Andrew Litton conducts the BBC Symphony Orchestra in John Adams’s My Father Knew Charles Ives in its season-opening concert at Barbican Hall.. Photograph: BBC/Mark AllanIt seems that every time Charles Ives’s Symphony No.4 (1910-16, if not first-performed until 1965) gets an outing, that it’s a premiere, such are the differing ways of dealing with certain aspects of Ives’s turbulent score. Here synthesisers covered the composer’s exotic requests (the theremin, for example) and there was the coming and going of several string-players and David Hill (second conductor in the second movement, so complex is Ives’s writing), which could be seen (literally) as disruptive. So multi-faceted is this work, and so stylistically divergent – but it all belongs – that something ‘new’ is to be discovered each time; here it was the amount of detail to be discerned in the second movement, which Ives deemed a “comedy”, chaotic and anarchic (maybe), a battlefield of allusions, if with popular hymns and patriotic tunes clearly peeping through, yet very precisely delineated here in the bright Barbican Hall acoustic.

The BBC Singers appropriately contributed in its ‘at 90’ evening – “Watchman, tell us of the Night” – in the first and last movements, although the first did not get off to the best of starts with the edgy trumpet line somewhat underdone, and the great and visionary finale had its grinding climax rather rushed, but the homespun third movement – (Ives perhaps looking back to his earlier compositional style, tongue-in-cheek reverences for 19th-century European composers, Brahms, Dvořák, Wagner et al, as his first two Symphonies show) and academically fugal – was very special, its rich polyphony wonderfully played by the strings, with heartfelt intensity, and Richard Hosford’s clarinet solo towards the close was unbearably poignant.

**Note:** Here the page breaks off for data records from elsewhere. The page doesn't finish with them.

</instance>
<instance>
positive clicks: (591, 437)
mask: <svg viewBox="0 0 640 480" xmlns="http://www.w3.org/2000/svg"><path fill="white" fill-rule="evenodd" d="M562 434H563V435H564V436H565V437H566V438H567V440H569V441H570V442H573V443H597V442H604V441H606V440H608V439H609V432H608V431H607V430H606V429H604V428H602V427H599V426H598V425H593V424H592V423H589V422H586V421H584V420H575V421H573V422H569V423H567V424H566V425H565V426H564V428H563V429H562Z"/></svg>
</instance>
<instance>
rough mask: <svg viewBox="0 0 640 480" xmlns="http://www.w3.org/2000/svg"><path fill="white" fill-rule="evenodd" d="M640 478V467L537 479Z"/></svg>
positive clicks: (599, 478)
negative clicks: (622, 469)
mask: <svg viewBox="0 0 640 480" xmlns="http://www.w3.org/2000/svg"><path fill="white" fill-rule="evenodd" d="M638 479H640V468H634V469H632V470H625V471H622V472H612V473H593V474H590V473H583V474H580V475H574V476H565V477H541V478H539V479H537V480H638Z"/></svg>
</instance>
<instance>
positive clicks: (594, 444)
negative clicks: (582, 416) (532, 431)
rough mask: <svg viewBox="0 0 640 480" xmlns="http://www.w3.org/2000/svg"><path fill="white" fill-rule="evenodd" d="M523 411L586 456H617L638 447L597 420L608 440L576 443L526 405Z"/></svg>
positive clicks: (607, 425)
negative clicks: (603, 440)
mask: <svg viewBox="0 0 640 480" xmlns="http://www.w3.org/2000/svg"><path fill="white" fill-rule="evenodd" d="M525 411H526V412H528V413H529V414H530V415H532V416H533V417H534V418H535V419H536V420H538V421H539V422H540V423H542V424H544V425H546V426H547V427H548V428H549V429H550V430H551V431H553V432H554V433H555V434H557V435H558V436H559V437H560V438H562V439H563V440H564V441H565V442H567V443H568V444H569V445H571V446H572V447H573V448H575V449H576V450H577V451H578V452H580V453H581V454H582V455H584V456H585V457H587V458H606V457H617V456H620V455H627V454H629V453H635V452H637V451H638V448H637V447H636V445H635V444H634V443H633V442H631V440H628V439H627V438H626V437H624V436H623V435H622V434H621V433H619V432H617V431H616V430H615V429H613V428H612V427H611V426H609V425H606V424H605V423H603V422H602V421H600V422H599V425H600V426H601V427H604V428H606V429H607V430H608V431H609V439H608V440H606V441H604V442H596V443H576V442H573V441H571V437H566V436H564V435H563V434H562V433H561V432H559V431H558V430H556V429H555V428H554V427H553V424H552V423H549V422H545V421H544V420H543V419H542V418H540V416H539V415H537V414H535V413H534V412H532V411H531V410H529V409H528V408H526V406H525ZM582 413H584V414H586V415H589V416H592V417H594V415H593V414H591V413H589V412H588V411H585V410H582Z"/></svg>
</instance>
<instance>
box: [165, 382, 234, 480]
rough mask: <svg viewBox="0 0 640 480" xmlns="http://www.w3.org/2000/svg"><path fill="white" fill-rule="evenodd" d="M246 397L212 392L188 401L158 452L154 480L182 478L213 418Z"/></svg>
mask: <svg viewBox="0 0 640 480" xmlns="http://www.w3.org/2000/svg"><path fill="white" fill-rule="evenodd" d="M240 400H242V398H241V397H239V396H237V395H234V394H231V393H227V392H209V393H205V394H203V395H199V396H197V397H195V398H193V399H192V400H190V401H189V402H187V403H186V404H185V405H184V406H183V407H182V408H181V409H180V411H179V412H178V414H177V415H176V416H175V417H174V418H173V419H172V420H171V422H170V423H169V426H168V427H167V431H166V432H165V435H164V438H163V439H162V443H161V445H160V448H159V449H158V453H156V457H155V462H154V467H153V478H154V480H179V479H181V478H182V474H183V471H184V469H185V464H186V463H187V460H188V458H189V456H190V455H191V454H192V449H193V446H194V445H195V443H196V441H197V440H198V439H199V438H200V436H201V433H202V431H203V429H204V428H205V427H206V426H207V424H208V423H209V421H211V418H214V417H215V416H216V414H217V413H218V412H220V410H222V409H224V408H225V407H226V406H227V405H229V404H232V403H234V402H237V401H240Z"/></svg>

Although the Symphony does add up – due to it all being recognisably by Ives – this performance didn’t always bring out the farsightedness and the ambition of the piece, but the music is always fresh and ripe for illumination, and certainly William Wolfram invested much into the piano part. Overall this lengthy evening (beginning at 6), and with aspects that were a piece of cake (in-joke), was a stimulating and rewarding affair, the beginning of a BBC Symphony Orchestra season that promises much, not least Sakari Oramo conducting Carl Nielsen’s Six Symphonies – in the same number of concerts, each one bringing contemporaneous enlightenment – beginning on October 11 at this Barbican address.